A paper published in the Journal of the American Geriatric Society entitled “Identifying and quantifying potentially problematic prescribing cascades in clinical practice: A mixed-methods study” throws a sharp light on mistakes that were made by physicians, GPs, hospital staff and epidemiologists during the pandemic.
A prescribing cascade occurs when adverse effects result which are not recognised as caused by the drug; after which another medication is added. In other words, a doctor may believe that the adverse symptoms are caused by a separate illness and then prescribe a new medication on top of the existing one. The study identified a staggering 66 types of commonly prescribed medications which are known to lead to problematic consequences sufficient to generate mistaken prescribing cascades.
The paper lists the medications by their technical name without specifying what they are routinely prescribed for, so here are some of the medications including their use and associated adverse outcomes which are suffered by some recipients.
For example Amiodarone is used to treat fast or irregular heart rhythms like tachycardia or atrial fibrillation. Its serious side effects include a condition known as hypothyroidism (underactive thyroid). Hypothyroidism causes the body’s metabolism to slow down leading to symptoms like fatigue, weight gain, cold intolerance, depression, and dry skin. Doctors often prescribe hormone replacement drugs if this side effect develops as if it were a new unrelated condition, when the adjustment, cessation or an alternative to Amiodarone would have been an appropriate response.
Lithium is prescribed for bipolar disorder, severe depression and aggression but its side effects include tremors, Parkinsonism and hypothyroidism, each of which in their own right can lead to prescribing cascades, when the drug itself is causative rather than a case of a new disease emerging.
Gabapentin is used by around 66,000 people in New Zealand. Increasingly it is prescribed for chronic pain.
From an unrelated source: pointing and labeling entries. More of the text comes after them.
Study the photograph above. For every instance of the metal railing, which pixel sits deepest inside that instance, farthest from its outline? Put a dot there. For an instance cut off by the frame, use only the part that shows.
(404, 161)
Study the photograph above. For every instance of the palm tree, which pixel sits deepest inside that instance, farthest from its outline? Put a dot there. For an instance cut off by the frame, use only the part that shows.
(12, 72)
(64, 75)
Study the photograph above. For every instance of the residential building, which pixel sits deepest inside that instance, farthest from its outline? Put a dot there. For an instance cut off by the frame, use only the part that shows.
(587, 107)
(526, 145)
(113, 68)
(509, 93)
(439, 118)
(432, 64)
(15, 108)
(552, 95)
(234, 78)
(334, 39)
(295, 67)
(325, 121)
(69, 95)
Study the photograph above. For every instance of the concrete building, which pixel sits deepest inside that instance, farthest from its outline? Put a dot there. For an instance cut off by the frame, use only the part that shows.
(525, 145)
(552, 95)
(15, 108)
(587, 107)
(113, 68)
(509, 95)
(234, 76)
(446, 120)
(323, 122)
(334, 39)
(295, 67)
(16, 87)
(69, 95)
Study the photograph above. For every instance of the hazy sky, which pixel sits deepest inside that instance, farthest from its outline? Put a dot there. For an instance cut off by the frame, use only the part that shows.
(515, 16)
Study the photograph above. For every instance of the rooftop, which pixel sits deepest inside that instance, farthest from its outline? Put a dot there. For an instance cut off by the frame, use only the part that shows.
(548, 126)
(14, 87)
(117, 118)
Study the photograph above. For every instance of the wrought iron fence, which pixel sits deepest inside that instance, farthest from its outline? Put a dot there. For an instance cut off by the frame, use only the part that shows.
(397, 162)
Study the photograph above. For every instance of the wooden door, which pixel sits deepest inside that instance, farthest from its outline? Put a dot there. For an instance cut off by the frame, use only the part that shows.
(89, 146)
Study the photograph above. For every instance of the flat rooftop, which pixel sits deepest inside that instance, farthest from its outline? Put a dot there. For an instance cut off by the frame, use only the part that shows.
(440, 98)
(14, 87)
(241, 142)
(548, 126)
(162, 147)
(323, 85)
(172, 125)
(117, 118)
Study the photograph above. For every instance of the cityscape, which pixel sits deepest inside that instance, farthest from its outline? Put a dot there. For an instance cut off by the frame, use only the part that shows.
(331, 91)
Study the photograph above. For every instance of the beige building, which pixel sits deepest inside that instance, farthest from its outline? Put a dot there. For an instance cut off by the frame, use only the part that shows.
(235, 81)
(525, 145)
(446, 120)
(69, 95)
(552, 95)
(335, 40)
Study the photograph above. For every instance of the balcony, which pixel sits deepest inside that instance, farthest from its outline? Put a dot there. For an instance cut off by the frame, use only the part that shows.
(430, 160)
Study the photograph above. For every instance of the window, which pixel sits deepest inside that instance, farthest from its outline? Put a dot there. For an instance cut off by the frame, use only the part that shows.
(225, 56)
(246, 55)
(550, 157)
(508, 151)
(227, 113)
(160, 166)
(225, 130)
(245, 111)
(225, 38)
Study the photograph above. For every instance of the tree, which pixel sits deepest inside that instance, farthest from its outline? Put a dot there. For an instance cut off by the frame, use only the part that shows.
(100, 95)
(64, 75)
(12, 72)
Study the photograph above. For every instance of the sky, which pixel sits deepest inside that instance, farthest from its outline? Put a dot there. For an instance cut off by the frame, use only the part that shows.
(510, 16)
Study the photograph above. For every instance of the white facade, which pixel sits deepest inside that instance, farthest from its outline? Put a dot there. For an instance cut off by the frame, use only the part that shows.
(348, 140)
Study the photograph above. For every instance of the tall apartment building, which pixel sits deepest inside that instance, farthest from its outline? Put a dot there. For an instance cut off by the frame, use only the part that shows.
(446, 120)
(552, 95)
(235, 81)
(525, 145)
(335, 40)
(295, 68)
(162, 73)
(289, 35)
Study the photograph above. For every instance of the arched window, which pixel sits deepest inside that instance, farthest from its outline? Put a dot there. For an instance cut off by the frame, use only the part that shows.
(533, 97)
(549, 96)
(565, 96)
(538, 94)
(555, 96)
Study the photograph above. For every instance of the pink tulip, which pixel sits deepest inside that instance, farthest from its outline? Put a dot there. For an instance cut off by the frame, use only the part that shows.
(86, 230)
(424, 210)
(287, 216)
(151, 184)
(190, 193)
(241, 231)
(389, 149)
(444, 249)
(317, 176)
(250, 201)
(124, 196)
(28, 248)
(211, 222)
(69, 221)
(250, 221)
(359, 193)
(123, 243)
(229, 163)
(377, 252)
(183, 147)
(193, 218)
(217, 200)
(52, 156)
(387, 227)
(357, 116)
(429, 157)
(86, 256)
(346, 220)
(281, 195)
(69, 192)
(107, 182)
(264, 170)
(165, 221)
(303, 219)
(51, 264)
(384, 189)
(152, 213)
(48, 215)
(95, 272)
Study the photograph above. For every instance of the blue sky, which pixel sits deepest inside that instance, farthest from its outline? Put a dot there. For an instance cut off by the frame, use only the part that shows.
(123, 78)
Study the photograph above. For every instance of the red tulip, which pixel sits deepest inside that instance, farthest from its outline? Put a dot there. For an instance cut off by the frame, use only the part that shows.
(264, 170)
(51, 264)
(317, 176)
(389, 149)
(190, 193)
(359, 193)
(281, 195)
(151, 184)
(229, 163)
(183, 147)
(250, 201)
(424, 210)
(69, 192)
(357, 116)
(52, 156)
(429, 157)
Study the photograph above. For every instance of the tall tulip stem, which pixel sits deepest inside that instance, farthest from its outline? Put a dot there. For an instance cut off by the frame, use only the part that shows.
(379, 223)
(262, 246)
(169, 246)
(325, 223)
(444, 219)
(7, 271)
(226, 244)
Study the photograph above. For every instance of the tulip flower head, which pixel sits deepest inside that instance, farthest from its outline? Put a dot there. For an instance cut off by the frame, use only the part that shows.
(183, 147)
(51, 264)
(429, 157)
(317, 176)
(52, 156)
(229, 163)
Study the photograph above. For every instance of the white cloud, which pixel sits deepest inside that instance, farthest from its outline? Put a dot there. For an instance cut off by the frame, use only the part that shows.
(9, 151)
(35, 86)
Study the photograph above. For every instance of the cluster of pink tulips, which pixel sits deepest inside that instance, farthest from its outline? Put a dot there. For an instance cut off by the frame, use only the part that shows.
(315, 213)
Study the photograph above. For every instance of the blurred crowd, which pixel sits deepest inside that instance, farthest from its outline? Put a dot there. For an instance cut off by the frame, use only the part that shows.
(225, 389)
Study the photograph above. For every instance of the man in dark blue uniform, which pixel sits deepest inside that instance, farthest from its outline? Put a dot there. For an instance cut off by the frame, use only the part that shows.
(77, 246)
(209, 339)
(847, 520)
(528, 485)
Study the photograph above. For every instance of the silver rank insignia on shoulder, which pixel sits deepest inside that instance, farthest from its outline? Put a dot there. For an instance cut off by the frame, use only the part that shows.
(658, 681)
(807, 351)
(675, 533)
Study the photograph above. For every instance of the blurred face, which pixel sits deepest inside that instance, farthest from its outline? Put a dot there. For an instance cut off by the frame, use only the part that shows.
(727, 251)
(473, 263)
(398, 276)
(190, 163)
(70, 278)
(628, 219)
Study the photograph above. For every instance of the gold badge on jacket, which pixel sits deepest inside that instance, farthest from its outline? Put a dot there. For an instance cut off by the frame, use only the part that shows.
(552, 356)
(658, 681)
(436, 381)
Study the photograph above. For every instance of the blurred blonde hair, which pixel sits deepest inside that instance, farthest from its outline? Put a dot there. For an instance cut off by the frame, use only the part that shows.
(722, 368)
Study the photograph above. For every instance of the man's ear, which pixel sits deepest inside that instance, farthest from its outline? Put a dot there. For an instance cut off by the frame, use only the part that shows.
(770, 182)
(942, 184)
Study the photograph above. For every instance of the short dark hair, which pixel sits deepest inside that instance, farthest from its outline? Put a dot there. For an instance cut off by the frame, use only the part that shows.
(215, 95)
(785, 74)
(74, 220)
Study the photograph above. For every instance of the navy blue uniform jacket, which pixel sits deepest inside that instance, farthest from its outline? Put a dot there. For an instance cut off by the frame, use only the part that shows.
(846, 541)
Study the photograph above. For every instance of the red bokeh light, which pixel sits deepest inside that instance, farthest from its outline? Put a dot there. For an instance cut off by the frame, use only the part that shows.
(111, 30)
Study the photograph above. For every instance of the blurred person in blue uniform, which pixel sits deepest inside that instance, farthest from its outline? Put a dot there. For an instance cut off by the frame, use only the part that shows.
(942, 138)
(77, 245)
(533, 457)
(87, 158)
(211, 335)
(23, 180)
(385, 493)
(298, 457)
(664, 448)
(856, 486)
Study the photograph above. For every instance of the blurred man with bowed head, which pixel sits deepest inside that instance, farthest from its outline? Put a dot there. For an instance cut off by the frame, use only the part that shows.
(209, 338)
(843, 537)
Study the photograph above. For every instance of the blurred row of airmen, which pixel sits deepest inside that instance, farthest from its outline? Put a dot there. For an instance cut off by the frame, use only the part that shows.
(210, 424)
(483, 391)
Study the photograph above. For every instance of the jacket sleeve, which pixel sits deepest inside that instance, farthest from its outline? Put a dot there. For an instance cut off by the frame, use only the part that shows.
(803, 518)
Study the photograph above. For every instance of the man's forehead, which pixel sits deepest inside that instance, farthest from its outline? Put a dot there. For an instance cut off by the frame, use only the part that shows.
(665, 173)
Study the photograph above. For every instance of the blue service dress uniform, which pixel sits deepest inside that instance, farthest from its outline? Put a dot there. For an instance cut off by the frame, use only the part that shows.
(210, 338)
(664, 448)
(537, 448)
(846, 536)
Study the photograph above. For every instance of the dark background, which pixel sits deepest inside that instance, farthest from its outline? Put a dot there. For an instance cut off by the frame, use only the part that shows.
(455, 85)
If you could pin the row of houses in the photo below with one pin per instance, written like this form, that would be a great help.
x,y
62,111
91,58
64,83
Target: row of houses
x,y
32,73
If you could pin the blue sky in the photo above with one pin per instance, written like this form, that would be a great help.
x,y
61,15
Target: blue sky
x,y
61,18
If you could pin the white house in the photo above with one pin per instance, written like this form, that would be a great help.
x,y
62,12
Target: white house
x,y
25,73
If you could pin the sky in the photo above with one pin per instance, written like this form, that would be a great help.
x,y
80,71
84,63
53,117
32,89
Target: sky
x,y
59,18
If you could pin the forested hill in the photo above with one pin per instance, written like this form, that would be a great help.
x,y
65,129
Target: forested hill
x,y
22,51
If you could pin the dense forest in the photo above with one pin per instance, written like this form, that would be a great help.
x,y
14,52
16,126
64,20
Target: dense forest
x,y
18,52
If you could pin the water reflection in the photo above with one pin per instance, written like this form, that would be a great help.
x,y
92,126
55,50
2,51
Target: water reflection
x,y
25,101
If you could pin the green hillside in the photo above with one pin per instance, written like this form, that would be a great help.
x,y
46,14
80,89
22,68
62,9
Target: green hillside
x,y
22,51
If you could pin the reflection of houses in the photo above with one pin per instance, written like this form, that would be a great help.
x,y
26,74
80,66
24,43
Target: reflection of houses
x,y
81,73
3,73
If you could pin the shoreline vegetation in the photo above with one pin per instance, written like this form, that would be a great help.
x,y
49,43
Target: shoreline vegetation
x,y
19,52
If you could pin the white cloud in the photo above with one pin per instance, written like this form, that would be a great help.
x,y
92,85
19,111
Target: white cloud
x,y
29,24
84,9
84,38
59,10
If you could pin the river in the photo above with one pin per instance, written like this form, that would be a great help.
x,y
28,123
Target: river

A study published in December 2025 entitled “Decision-Making and Downstream Outcomes of the Gabapentinoid-Diuretic Prescribing Cascade” looked at 120 cases of oedema or swelling in the legs due to fluid retention resulting from gabapentin use. In only four cases out of the 120 did the doctors realise that the oedema was a side effect of the gabapentin. In almost all cases a doctor prescribed a diuretic to reduce fluid retention when reductions in gabapentin use or an alternative prescription would probably have greatly resolved the problem. In many cases the doctor who prescribed gabapentin originally was not the doctor who prescribed the diuretic. This is a really concerning statistic which shows how much doctors are divorced from the reality of drug consequences and how much some rely on the advice of pharmaceutical reps and computer-based drug prompts without researching further and updating their knowledge.
In other common cases ACE-inhibitors (used to treat hypertension, heart failure and kidney failure among diabetics, estimated to be taken by 500,000 people in New Zealand), Beta Blockers (used to control high blood pressure and the eighth most commonly prescribed medication in New Zealand), and diuretics are all associated with erectile dysfunction in same cases.Â
The first study we referenced above found that Statins (taken by 500,000 Kiwis) are known to cause cognitive impairment, erectile dysfunction, heart arrhythmia, insomnia, urinary incontinence, agitation, confused state of mind and depression in some recipients. All of which the study concludes are often diagnosed and treated separately without the doctor realising that statins were to blame. This is all the more concerning because statin prescriptions are routinely given as a preventive strategy based on age rather than for a diagnosed condition.
Half a million New Zealanders are estimated to take antidepressants, the study reports that they are known to cause prescribing cascades connected with the development of migraines and Parkinsonism.
Combinations of medicines prescribed to the same person are even more potent sources of further prescribing cascades.
From the above, you can see that doctors are not always well informed about potential side effects of commonly prescribed drugs. No wonder that the majority of physicians and health authorities dismissed as unrelated a range of serious adverse effects experienced by tens of thousands of Kiwis following mRNA COVID-19 vaccination. There is a need for better doctor education about adverse effects of medication and the commonly overlooked prescribing cascades. An automated prompting system to remind GPs of known drug side effects at the time of consultation should be instituted. There should be more awareness of the benefits of reducing the burden of medication especially for older adults.
Doctors need to be trained in an armoury of effective simple first responses like exercise, walking, dietary adjustment, yoga, meditation, breathing exercises, daily routines, along with avoidance of excessive alcohol consumption, smoking, vaping, and other habits negative to health. Prescriptions given out need to be followed up and the health outcomes monitored and if necessary adjusted. With this we could see a big improvement in public health outcomes
NB None of the above information is intended to be advice about any medical condition or prescription you may have been given to maintain your health. Adverse effects described by the above recently published studies are not developed by all people receiving the mentioned medications. If you wish to change or adjust prescription medications, it is important to seek the advice of your GP.